И они вновь зашагали по степи, оставив позади волчье пиршество и часто оглядываясь. Но то ли уж слишком волки были голодны, то ли свежая кровь раззадорила их, а только не раз и не два пришлось путникам прислоняться спинами друг к другу, отбивая очередные налеты. И если бы дано было нам увидеть отбивающихся от волков смелых и хорошо вооруженных воинов сверху, то нашему взору представилась бы большая двуглавая птица, быстро и беспощадно отражающая вражеский натиск с двух сторон одновременно…
Великий князь Владимирский Ярослав Всеволодович третьи сутки безвыходно молился в своей молельне. Дважды в день ему молча ставили чашу с ключевой водой, накрытую куском черствого хлеба, но никто не осмеливался тревожить князя, стоявшего на коленях пред образом Пресвятой Богородицы Владимирской. Шептались:
– Молится князь.
Помалкивали, ходили беззвучно, боялись скрипнуть, стукнуть, даже кашлянуть боялись.
– За нас, грешных, Господа молит и Пресвятую Богородицу.
Но так считали, а Ярослав давно уже не молился. Чувствуя потребность унять боль сердца и маету души, он искренне желал уединения и молитвы, но молитвы, которые он помнил, уложились в час, потому что не его это было дело.
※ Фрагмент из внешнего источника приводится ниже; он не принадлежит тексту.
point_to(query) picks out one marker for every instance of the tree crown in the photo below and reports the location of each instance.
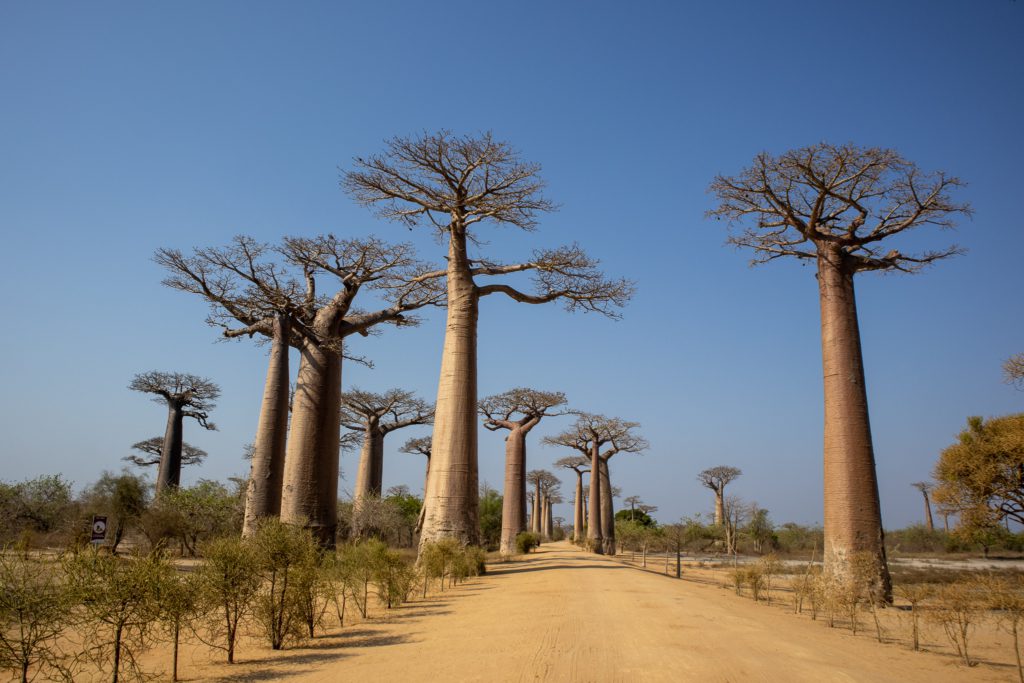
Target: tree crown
(845, 196)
И он не утешился, но осталось уединение, и он нашел утешение в нем. Он хотел понять, как же случилось так, как случилось, и почему именно так случилось, и откуда у него, воина и великого князя, это невыносимо тоскливое, высасывающее чувство вины. И князь Ярослав беспощадно вспоминал всю свою пустую, суетную и, как показало время, бессмысленно грешную жизнь…
Нет, он задумался о ней не тогда, когда хоронил павшего в бою с татарами на реке Сити любимого брата Юрия. Не тогда, когда вместе с уцелевшими после разгрома горожанами и дружиной расчищал стольный город Владимир от пожарищ и трупов. Впервые задумался он о своей жизни тогда, когда из Москвы вернулся ставший ныне старшим сын Александр, посланный очистить Москву так, как сам отец очистил Владимир. Но с этих трудов Александр вернулся потрясенным.
– Почему люди так жестоко воюют, отец?
– Воюют из-за того, чего разделить нельзя, сын. Из-за власти. Не делится она, Александр.
Не на полудетский вопрос сына он тогда ответил, он себе самому ответил и разбередил душу. И как только отправил Александра наводить порядок в родном гнезде – в Переяславле-Залесском, так и заперся от всех в душной полутемной молельне. Наедине с собой, с воспоминаниями, с совестью, вдруг шевельнувшейся в, казалось бы, навсегда вытоптанной собственной душе. Да, он помогал утвердиться на великокняжеском столе старшему брату Юрию: именно этим он всегда оправдывал всю непоследовательность своего поведения, всю вздорность своих претензий, все нарушения собственных клятв и обещаний. Этих обещаний хватало для безмятежности души и дремоты совести, но после жестокого разгрома татарами Владимира, убийств его жителей и гибели брата Юрия их уже не хватает. Недостает их для внутренней твердости, для опоры духа, а это значит, что внутренне, не для всех, а для себя самого, он еще не великий князь, ибо не можно стать великим, коли плавает душа твоя, как копна в половодье, став убежищем для перепуганных мышей, а не опорой для потрясенных человеков…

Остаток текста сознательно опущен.